Wie sehen Sie vor diesem Hintergrund die sogenannte Brandmauer der CDU gegenüber der AfD? Auf kommunaler Ebene arbeiten die Parteien teilweise zusammen. Möglicherweise wird sich das auch auf Landesebene demnächst nicht verhindern lassen.
Die CDU hat die ganz klare Beschlusslage, dass wir nicht mit Extremisten in dieser Gesellschaft koalieren oder gemeinsame Politik machen. Das betrifft die Linke und die AfD. An diesem Grundsatzbeschluss wird auch nicht gerüttelt.
Haben Sie Sorge um die Regierungsfähigkeit in den Bundesländern?
Nein, ich gehe fest davon aus, dass Mehrheiten ohne die AfD möglich sein werden, auch wenn die AfD wie in Thüringen möglicherweise stärkste Partei bei den Landtagswahlen ist. Ansonsten bin ich dafür, jetzt alles daran zu setzen, bei den Wahlen so stark zu werden, dass wir überhaupt in die Situation kommen, zu überlegen, mit wem wir eine Regierung bilden. Eine Regierungsbeteiligung der AfD schließe ich definitiv aus.
Laut den aktuellen Umfragen könnte es dann in den Landtagen zu ungewöhnlichen Koalitionen kommen, wenn etwa SPD oder CDU nur in einer Konstellation mit dem BSW eine Mehrheit erzielen würden.
Ungewöhnliche Situationen werden am Ende auch ungewöhnliche Entscheidungen erfordern. Aber nichtsdestotrotz: Der Unvereinbarkeitsbeschluss der Bundes-CDU gilt.
Thüringens Ministerpräsident Bodo Ramelow hat im Frühjahr in einem Interview beklagt, dass die CDU nicht mit seiner Linken koaliert hat, um eine stabile Regierungsmehrheit zu stellen. Deshalb führt er seit 2019 eine Minderheitsregierung an. Sie haben ein persönlich gutes Verhältnis zu Herrn Ramelow. Könnten Sie sich eine Koalition mit ihm und seiner Partei vorstellen?
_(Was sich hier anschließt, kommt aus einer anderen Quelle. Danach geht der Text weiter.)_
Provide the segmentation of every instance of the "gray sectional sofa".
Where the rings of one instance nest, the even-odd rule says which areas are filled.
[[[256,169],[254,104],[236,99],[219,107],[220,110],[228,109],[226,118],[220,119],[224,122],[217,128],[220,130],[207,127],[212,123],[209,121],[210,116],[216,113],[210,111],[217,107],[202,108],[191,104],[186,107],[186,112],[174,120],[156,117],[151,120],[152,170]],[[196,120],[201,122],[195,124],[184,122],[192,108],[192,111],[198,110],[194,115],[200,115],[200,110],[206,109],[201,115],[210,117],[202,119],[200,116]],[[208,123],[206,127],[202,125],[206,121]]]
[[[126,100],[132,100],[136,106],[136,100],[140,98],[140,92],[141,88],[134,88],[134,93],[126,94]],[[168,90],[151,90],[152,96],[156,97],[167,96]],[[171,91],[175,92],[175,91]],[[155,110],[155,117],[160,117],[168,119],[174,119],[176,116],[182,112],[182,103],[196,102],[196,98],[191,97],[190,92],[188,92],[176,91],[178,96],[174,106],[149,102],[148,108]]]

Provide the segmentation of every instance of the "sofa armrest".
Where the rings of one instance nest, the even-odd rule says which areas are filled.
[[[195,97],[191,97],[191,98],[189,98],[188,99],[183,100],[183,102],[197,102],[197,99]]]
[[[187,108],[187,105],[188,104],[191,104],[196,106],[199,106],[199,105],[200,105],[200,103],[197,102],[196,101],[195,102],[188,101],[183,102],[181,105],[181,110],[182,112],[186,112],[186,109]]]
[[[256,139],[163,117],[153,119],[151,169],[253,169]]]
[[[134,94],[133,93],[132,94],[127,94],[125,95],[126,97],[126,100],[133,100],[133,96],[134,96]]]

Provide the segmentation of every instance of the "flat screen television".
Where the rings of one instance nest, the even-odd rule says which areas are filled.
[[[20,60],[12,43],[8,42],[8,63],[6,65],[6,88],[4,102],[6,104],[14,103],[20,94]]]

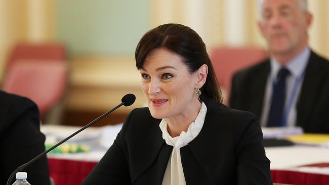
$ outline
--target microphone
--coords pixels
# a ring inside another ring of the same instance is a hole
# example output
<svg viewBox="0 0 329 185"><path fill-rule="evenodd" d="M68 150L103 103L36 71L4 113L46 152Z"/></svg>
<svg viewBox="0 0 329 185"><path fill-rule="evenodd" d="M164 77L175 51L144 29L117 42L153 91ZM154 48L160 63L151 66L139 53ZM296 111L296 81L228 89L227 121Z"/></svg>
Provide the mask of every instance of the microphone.
<svg viewBox="0 0 329 185"><path fill-rule="evenodd" d="M103 118L105 116L108 115L108 114L111 113L112 112L114 111L119 107L122 106L122 105L124 105L126 107L130 106L135 102L135 100L136 100L136 97L135 96L135 95L133 94L127 94L122 97L122 98L121 99L121 103L118 105L117 105L114 108L110 110L109 111L106 112L106 113L104 113L103 115L101 116L99 116L97 118L95 119L93 121L91 122L90 123L88 123L87 124L86 126L84 126L83 127L81 128L78 131L76 131L75 132L72 133L71 134L70 136L68 137L65 138L65 139L63 140L62 141L60 142L58 144L56 144L52 147L50 148L49 149L46 150L46 151L42 153L41 154L39 154L37 155L36 157L34 157L34 158L32 159L31 160L29 160L28 162L27 163L23 164L23 165L20 166L17 168L16 170L15 170L12 174L9 176L9 178L8 178L8 180L7 181L7 185L10 185L10 182L11 180L13 179L14 177L14 175L16 174L16 173L19 171L21 171L23 170L24 168L26 167L26 166L29 165L36 160L37 160L38 159L39 159L40 157L43 156L48 152L50 152L51 151L53 150L53 149L55 149L55 148L58 147L59 145L61 145L63 144L63 143L66 142L66 141L70 139L71 137L73 137L73 136L76 135L78 133L81 132L81 131L84 130L84 129L86 129L88 127L89 127L90 125L93 124L94 123L96 123L97 122L98 120L100 119Z"/></svg>

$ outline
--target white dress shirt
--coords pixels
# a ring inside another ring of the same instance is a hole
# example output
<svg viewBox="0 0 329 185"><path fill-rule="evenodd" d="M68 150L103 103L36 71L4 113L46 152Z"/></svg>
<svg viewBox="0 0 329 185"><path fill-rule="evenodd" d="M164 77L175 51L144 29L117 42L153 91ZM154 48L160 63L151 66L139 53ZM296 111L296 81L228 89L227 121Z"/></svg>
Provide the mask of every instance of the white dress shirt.
<svg viewBox="0 0 329 185"><path fill-rule="evenodd" d="M296 103L300 92L304 79L305 70L310 58L311 51L305 48L296 57L289 61L285 67L290 71L291 75L287 77L286 94L284 102L283 116L286 118L286 126L294 126L296 124ZM273 91L273 83L276 81L280 69L283 67L274 58L270 59L271 72L267 79L264 97L263 113L260 121L262 126L266 126L268 114L271 107L271 99Z"/></svg>
<svg viewBox="0 0 329 185"><path fill-rule="evenodd" d="M167 145L174 147L171 155L168 161L162 184L164 185L186 184L185 178L181 160L180 148L187 145L199 134L202 129L205 118L207 108L205 104L202 103L200 111L195 118L188 127L187 132L183 131L179 136L172 137L167 129L167 122L166 119L162 119L159 126L162 132L162 138Z"/></svg>

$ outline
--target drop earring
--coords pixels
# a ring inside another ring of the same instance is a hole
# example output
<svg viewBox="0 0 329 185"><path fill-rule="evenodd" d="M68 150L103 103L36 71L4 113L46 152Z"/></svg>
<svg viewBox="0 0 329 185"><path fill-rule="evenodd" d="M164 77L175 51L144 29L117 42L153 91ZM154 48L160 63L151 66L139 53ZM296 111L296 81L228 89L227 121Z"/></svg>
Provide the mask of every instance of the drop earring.
<svg viewBox="0 0 329 185"><path fill-rule="evenodd" d="M200 100L200 95L201 95L201 90L200 90L199 88L197 88L197 90L196 90L196 96L197 96L197 99L198 100Z"/></svg>

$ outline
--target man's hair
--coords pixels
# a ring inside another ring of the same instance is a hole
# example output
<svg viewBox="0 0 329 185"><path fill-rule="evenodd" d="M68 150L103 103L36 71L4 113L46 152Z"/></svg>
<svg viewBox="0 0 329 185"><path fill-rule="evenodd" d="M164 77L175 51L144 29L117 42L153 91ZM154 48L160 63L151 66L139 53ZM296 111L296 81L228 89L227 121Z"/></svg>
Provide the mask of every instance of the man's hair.
<svg viewBox="0 0 329 185"><path fill-rule="evenodd" d="M307 12L308 11L308 6L307 6L307 0L295 0L297 1L297 3L299 5L299 8L303 12ZM258 8L258 12L260 13L260 15L262 15L262 4L264 2L264 0L258 0L257 4L257 7Z"/></svg>

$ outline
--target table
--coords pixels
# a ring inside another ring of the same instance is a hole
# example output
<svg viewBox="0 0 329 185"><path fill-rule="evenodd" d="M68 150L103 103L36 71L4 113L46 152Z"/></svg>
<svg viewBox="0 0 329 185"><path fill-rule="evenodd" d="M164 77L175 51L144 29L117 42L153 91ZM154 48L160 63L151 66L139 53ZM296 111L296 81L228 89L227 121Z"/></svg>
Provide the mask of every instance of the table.
<svg viewBox="0 0 329 185"><path fill-rule="evenodd" d="M48 155L50 175L55 184L80 184L113 143L120 126L92 128L91 130L86 130L86 132L82 133L81 137L89 137L92 142L96 141L93 146L106 143L106 146L96 147L88 153ZM56 127L48 126L43 128L42 131L47 136L49 133L47 129L62 133L63 131L60 130L70 133L77 130L74 127ZM104 132L105 130L106 131ZM100 138L96 140L93 137L95 135ZM78 141L77 137L73 141ZM271 172L274 182L298 185L329 184L329 148L296 145L268 147L265 148L265 151L271 161ZM317 165L307 165L311 164Z"/></svg>

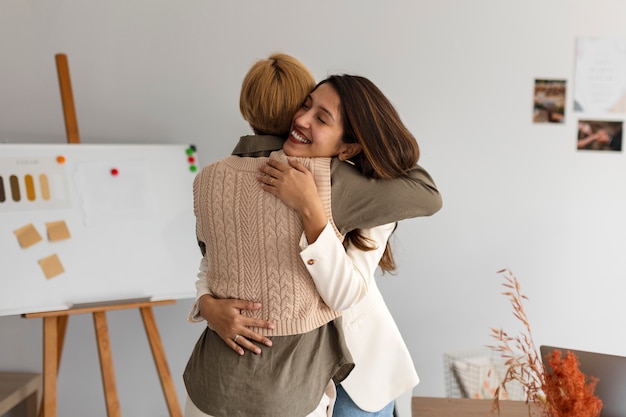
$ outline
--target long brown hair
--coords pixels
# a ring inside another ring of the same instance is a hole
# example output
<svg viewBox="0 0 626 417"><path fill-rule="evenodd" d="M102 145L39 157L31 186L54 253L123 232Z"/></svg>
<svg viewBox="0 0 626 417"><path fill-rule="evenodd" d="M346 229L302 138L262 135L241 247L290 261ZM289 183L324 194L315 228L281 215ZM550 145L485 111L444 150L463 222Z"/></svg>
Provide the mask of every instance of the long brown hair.
<svg viewBox="0 0 626 417"><path fill-rule="evenodd" d="M419 159L419 146L382 91L357 75L331 75L316 88L322 84L329 84L339 95L343 141L362 147L361 153L351 158L361 173L382 179L406 176ZM344 242L360 250L374 249L360 229L348 232ZM383 272L396 269L389 242L379 266Z"/></svg>

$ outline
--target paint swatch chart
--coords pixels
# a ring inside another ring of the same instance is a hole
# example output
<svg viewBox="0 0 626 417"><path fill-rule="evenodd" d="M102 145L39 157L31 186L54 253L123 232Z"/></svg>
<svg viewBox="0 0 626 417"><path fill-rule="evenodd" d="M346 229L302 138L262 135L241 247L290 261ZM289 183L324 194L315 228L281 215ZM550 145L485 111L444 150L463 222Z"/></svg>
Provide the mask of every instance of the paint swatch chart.
<svg viewBox="0 0 626 417"><path fill-rule="evenodd" d="M0 316L193 298L195 152L0 144Z"/></svg>
<svg viewBox="0 0 626 417"><path fill-rule="evenodd" d="M0 212L70 205L65 157L0 158Z"/></svg>

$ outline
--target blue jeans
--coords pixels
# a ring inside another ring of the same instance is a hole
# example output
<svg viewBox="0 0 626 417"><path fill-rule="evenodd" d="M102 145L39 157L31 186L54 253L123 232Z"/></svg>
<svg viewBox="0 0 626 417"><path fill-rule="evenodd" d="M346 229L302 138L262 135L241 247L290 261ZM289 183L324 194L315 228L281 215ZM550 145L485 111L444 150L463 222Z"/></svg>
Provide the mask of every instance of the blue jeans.
<svg viewBox="0 0 626 417"><path fill-rule="evenodd" d="M333 417L392 417L393 408L394 402L392 401L380 411L373 413L363 411L352 401L343 387L337 385L337 400L333 409Z"/></svg>

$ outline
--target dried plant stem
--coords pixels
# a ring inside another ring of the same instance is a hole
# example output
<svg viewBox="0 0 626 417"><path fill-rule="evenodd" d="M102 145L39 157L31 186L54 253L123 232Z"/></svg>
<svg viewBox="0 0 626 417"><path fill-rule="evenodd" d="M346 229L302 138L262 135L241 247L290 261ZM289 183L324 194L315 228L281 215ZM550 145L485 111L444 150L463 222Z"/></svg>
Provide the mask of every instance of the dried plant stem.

Ein persönlich gutes Verhältnis sagt ja noch nichts darüber aus, wie man die Partei beurteilt, der jemand angehört. Ein persönlich vertrauensvolles Verhältnis ist für die Politik sicher eine ganz wichtige, auch sehr hilfreiche Sache. Aber was die Prinzipien einer Partei sind, muss gesondert bewertet werden. Das hat die Bundes-CDU im Blick auf die Linkspartei und auf die AfD gemacht.
Welche Chance könnte darin liegen, wenn eine populistische Partei in einem der Bundesländer an der Regierung beteiligt ist?
Zunächst müsste man mal klären, was „populistische Partei“ überhaupt heißt. Es gibt keine Demokratie, wo nicht auch ein gewisser Populismus eine Rolle spielt. In einer Diktatur haben Sie keinen Populismus.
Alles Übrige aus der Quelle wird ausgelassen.